その2人を制し、やや重い声音でタツキは周囲に問いかける。
「それより、俺、さっきなんて呟いた――?」
チェリ、ロベルト、エルローネ、ウォルフ、ルート。
順に視線を送るも、
「わりぃ、ダンナが苦しみだしたのに驚いて、覚えてねぇ」
「聞き覚えのない、言葉。だから、もう一度言うのは、無理」
回答は、2人からのみ。
「そうか――」
タツキはふらつきながらも立ち上がり、再びコアの前に立つ。
そこには、見間違いようもなく、****が刻まれている。
文面は、
『おとうさん、おかあさん、おにいちゃん――、たすけて・・・』
タツキの中の****は、あの頭痛とともに削り取られてしまった。
その文字を見て、心が喚起するのは、いくばくかの寂寥と、圧倒的な義憤のみ。
「タツキ、本当に大丈夫?」
タツキはうなずいて、チェリの髪をもふもふした。この怒りに任せて動けば、あの時の二の舞いだからだ。

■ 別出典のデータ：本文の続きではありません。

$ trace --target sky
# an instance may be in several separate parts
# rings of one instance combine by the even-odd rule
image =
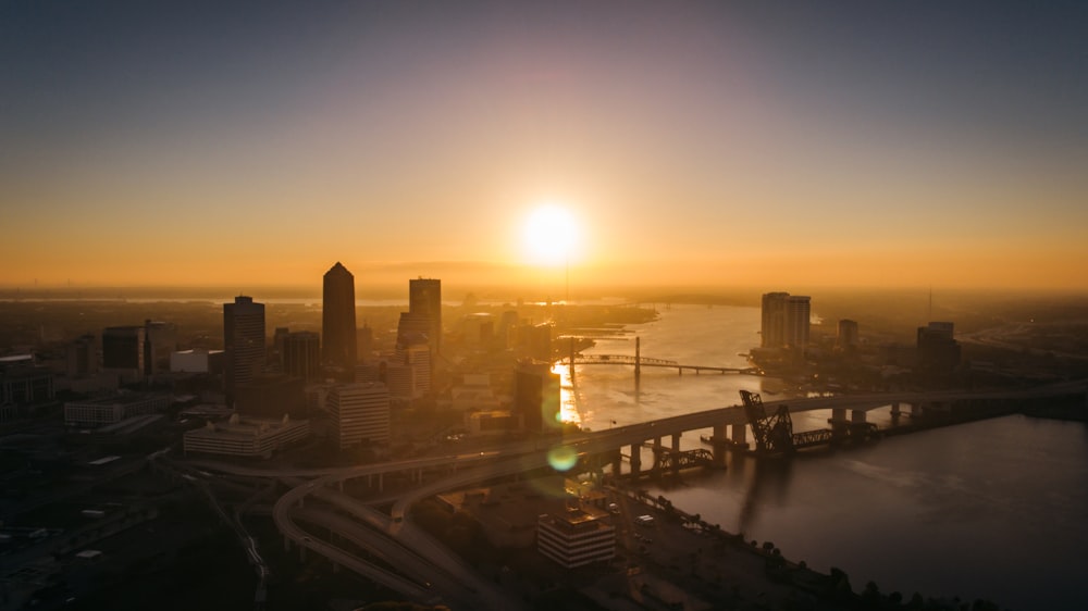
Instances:
[[[0,0],[0,287],[1085,290],[1085,33],[1061,0]]]

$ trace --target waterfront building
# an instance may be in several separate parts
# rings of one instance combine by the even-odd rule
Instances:
[[[549,363],[518,363],[514,375],[512,411],[530,433],[559,431],[559,376],[552,373]]]
[[[234,390],[264,371],[264,304],[252,297],[238,296],[223,304],[223,345],[226,402],[233,404]]]
[[[188,431],[183,436],[184,452],[270,458],[273,452],[307,439],[310,421],[247,417],[234,414],[227,422]]]
[[[177,325],[162,321],[144,321],[144,373],[170,372],[170,356],[177,350]]]
[[[799,353],[808,348],[812,298],[791,295],[786,300],[786,346]]]
[[[781,348],[786,345],[786,300],[789,292],[767,292],[763,296],[759,335],[763,348]]]
[[[839,333],[836,336],[834,346],[844,351],[857,348],[857,321],[850,319],[839,321]]]
[[[106,327],[102,331],[102,369],[126,384],[139,382],[147,373],[147,328]]]
[[[552,362],[552,325],[526,323],[516,329],[518,354],[537,361]]]
[[[363,441],[388,444],[390,391],[381,383],[337,384],[329,388],[325,409],[341,449]]]
[[[321,335],[324,340],[322,360],[342,375],[355,371],[355,276],[339,261],[323,279],[321,301]]]
[[[918,327],[918,364],[924,371],[948,374],[960,365],[960,342],[953,337],[954,328],[949,322]]]
[[[491,388],[491,376],[485,373],[462,375],[461,383],[449,389],[449,400],[450,409],[457,412],[490,412],[499,408],[498,397]]]
[[[787,348],[804,354],[808,348],[812,298],[789,292],[767,292],[763,296],[762,348]]]
[[[616,527],[596,508],[567,507],[540,515],[536,549],[566,569],[608,562],[616,557]]]
[[[97,340],[87,334],[69,344],[64,371],[71,377],[84,377],[98,371]]]
[[[432,354],[442,353],[442,280],[408,280],[408,313],[428,321],[426,337]]]

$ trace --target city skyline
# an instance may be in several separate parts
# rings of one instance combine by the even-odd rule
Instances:
[[[1088,8],[0,7],[0,288],[1088,289]],[[246,230],[239,232],[239,227]]]

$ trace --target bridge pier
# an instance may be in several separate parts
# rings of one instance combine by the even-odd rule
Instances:
[[[747,446],[747,425],[746,424],[732,424],[732,440],[733,444],[738,446]]]

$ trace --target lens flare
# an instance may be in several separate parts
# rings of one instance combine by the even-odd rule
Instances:
[[[578,452],[570,446],[556,446],[548,450],[547,462],[556,471],[570,471],[578,464]]]

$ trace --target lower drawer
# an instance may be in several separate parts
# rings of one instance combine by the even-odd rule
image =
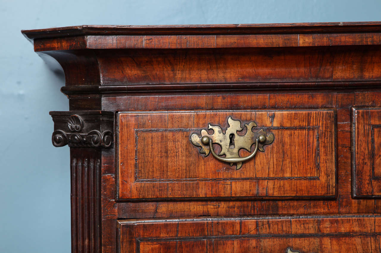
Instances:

ほう、と深く息を吐いて、強い瞳でダンジョンコアへと向き合う。
「大丈夫」
そう頷くと、振り返って仲間たちを、チェリを見る。
「俺はここで生きるって、もう決めたから」
そして、ダンジョンコアに手を触れると、バーサスモードから制圧コマンドを実行した。
***
その瞬間だったのだ。
ダンジョンマスターの少女が、
「解答。バーサスモード下において、我々は敗北いたしました」
そう、グレコーに宣言したのは。